2. The method for preparing the CpDHR1 gene-replaced insect strain according to claim 1, characterized in that, Includes the following steps: S1. Using pAct::Cas9-GFP-U6::sgTK plasmid as template, and employing sgRNA primers of the low-virulence insect strain CpDHR1 gene, a double sgRNA CRISPR plasmid pAct::Cas9-U6::sg CpDHR1-1-U6::sg CpDHR1-2 was constructed. S2. Using the plasmid cgd8_5420-Nluc-P2A-neo-mCh-cgd8_5420 and the gDNA of the wild-type Cryptosporidium microsporum strain as templates, and using the homologous recombination template primers of the low-virulence strain CpDHR1 gene, the homologous recombination plasmid CpDHR1-Nluc-P2A-neo-mCh-CpDHR1 was constructed. S3. The pAct::Cas9-U6::sg CpDHR1-1-U6::sg CpDHR1-2 plasmid and the CpDHR1-Nluc-P2A-neo-mCh-CpDHR1 homologous recombinant plasmid were co-transfected into wild-type Cryptosporidium microsporum strains. The Cryptosporidium microsporum CpDHR1 gene replacement strains were obtained by drug screening and PCR identification.
3. The method according to claim 2, characterized in that, The primer sequences for the CpDHR1 gene sgRNA in step S1 are shown in SEQ ID NO: 3~10.
4. The method according to claim 2, characterized in that, The primer sequences for homologous recombination of the CpDHR1 gene in step S2 are shown in SEQ ID NO: 11~20.
5. The method according to claim 2, characterized in that, In step S3, the wild-type Cryptosporidium microsporidium strain is the Cryptosporidium microsporidium IIdA20G1 subtype strain.

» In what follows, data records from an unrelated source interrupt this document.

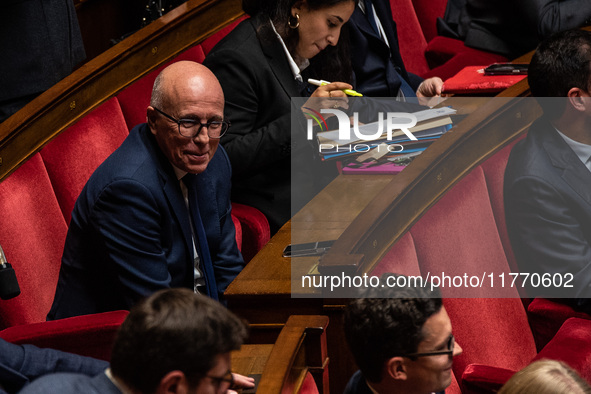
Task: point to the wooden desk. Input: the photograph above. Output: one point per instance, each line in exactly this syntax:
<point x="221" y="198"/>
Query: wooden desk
<point x="262" y="291"/>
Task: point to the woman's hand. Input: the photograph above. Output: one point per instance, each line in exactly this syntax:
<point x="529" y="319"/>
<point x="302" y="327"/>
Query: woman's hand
<point x="430" y="87"/>
<point x="328" y="96"/>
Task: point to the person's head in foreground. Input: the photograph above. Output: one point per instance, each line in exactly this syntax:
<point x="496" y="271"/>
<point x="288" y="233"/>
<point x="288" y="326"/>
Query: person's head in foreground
<point x="546" y="377"/>
<point x="186" y="115"/>
<point x="403" y="343"/>
<point x="561" y="67"/>
<point x="176" y="341"/>
<point x="310" y="28"/>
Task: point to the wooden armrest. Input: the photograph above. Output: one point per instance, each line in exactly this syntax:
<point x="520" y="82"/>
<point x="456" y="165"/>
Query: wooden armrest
<point x="300" y="348"/>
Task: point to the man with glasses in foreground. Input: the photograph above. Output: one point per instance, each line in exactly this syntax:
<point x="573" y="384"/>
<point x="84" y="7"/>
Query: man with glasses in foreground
<point x="401" y="344"/>
<point x="156" y="213"/>
<point x="175" y="341"/>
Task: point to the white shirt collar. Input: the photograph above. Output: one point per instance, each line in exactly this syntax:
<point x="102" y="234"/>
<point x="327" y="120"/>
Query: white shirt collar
<point x="178" y="172"/>
<point x="295" y="68"/>
<point x="583" y="151"/>
<point x="120" y="385"/>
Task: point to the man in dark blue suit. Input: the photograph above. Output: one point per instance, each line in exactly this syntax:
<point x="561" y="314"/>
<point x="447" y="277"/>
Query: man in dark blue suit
<point x="175" y="341"/>
<point x="547" y="186"/>
<point x="136" y="227"/>
<point x="401" y="338"/>
<point x="376" y="60"/>
<point x="20" y="364"/>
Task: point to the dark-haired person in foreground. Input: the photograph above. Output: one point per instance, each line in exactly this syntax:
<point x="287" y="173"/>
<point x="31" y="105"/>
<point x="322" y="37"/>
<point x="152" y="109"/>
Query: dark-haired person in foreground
<point x="402" y="343"/>
<point x="175" y="341"/>
<point x="548" y="176"/>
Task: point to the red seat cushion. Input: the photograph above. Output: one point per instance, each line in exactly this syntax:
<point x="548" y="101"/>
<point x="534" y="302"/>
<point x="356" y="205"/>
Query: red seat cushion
<point x="255" y="229"/>
<point x="88" y="335"/>
<point x="74" y="154"/>
<point x="33" y="235"/>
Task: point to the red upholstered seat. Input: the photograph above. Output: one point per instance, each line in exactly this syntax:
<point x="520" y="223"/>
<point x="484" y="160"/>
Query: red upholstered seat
<point x="73" y="155"/>
<point x="32" y="235"/>
<point x="89" y="335"/>
<point x="255" y="231"/>
<point x="464" y="232"/>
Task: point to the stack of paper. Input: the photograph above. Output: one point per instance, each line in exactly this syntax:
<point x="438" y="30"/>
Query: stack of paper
<point x="431" y="124"/>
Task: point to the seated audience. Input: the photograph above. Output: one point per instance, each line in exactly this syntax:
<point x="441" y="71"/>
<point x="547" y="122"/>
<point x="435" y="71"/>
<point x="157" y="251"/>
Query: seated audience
<point x="262" y="63"/>
<point x="175" y="341"/>
<point x="546" y="377"/>
<point x="21" y="364"/>
<point x="547" y="185"/>
<point x="402" y="343"/>
<point x="136" y="227"/>
<point x="376" y="60"/>
<point x="512" y="28"/>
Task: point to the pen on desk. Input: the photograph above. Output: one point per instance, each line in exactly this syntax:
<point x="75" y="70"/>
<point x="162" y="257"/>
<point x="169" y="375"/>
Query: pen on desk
<point x="349" y="92"/>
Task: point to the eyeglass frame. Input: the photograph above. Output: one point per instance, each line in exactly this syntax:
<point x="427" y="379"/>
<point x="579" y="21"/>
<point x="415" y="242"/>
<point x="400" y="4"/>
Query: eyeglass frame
<point x="228" y="377"/>
<point x="449" y="352"/>
<point x="195" y="123"/>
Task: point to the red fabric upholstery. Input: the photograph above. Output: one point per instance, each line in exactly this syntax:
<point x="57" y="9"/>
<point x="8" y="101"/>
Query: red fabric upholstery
<point x="90" y="335"/>
<point x="255" y="229"/>
<point x="400" y="259"/>
<point x="410" y="36"/>
<point x="478" y="379"/>
<point x="74" y="154"/>
<point x="210" y="41"/>
<point x="135" y="99"/>
<point x="454" y="387"/>
<point x="491" y="331"/>
<point x="547" y="316"/>
<point x="427" y="12"/>
<point x="462" y="218"/>
<point x="572" y="344"/>
<point x="32" y="235"/>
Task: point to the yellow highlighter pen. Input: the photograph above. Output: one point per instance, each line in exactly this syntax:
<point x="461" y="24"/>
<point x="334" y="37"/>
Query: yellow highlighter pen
<point x="348" y="92"/>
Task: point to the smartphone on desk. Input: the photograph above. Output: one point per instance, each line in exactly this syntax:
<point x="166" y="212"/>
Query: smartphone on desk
<point x="506" y="69"/>
<point x="307" y="249"/>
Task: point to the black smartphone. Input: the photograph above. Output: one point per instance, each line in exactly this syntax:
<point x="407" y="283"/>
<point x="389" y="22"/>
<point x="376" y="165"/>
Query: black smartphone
<point x="506" y="69"/>
<point x="307" y="249"/>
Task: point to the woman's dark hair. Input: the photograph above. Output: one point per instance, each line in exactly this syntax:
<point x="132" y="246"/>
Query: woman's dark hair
<point x="174" y="329"/>
<point x="334" y="62"/>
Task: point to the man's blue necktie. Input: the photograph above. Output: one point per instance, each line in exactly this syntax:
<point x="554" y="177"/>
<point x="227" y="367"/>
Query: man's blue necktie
<point x="370" y="15"/>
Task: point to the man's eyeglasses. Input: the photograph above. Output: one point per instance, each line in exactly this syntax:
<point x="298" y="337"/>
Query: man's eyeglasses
<point x="450" y="350"/>
<point x="190" y="128"/>
<point x="227" y="377"/>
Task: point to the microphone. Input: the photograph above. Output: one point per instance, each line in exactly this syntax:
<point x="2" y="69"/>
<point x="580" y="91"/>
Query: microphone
<point x="9" y="287"/>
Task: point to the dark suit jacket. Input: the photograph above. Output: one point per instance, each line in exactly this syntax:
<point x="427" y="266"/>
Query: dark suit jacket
<point x="20" y="364"/>
<point x="41" y="44"/>
<point x="130" y="232"/>
<point x="358" y="385"/>
<point x="378" y="68"/>
<point x="512" y="28"/>
<point x="548" y="210"/>
<point x="258" y="86"/>
<point x="72" y="383"/>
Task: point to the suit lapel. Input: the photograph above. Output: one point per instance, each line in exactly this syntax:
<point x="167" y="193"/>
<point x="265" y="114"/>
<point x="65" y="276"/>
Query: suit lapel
<point x="173" y="193"/>
<point x="575" y="173"/>
<point x="276" y="58"/>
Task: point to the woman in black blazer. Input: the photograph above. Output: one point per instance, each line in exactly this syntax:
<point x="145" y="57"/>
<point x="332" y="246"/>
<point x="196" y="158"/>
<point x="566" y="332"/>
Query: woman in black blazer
<point x="264" y="62"/>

6. The application of a formulation replacing the highly virulent CpDHR1 gene of Cryptosporidium parvum in the construction of Cryptosporidium parvum CpDHR1 gene replacement strains or in the preparation of Cryptosporidium parvum vaccines, characterized in that... The formulation replaces the CpDHR1 gene of a highly virulent insect strain with the CpDHR1 gene of a low-virulent insect strain; the nucleotide sequence of the CpDHR1 gene of the highly virulent insect strain is shown in SEQ ID NO: 1; the nucleotide sequence of the CpDHR1 gene of the low-virulent insect strain is shown in SEQ ID NO:
2.
7. The application of a formulation replacing the CpDHR1 gene of Cryptosporidium microsporidium in the preparation of products that inhibit the growth of Cryptosporidium microsporidium, characterized in that, The formulation replaces the CpDHR1 gene of a highly virulent insect strain with the CpDHR1 gene of a low-virulent insect strain; the nucleotide sequence of the CpDHR1 gene of the highly virulent insect strain is shown in SEQ ID NO: 1; the nucleotide sequence of the CpDHR1 gene of the low-virulent insect strain is shown in SEQ ID NO:
2.
8. The application of a knockout or replacement agent targeting the CpDHR1 gene of a highly virulent Cryptosporidium strain in the preparation of drugs for the prevention of Cryptosporidium infection, characterized in that... The nucleotide sequence of the highly virulent insect strain CpDHR1 gene is shown in SEQ ID NO:
1.
9. The use of the Cryptosporidium microsporidium CpDHR1 gene replacement strain according to claim 1 in the preparation of Cryptosporidium microsporidium attenuated products.
10. A Cryptosporidium microsporidium attenuated product, characterized in that, The strain containing the Cryptosporidium microsporidium CpDHR1 gene replacement as described in claim 1.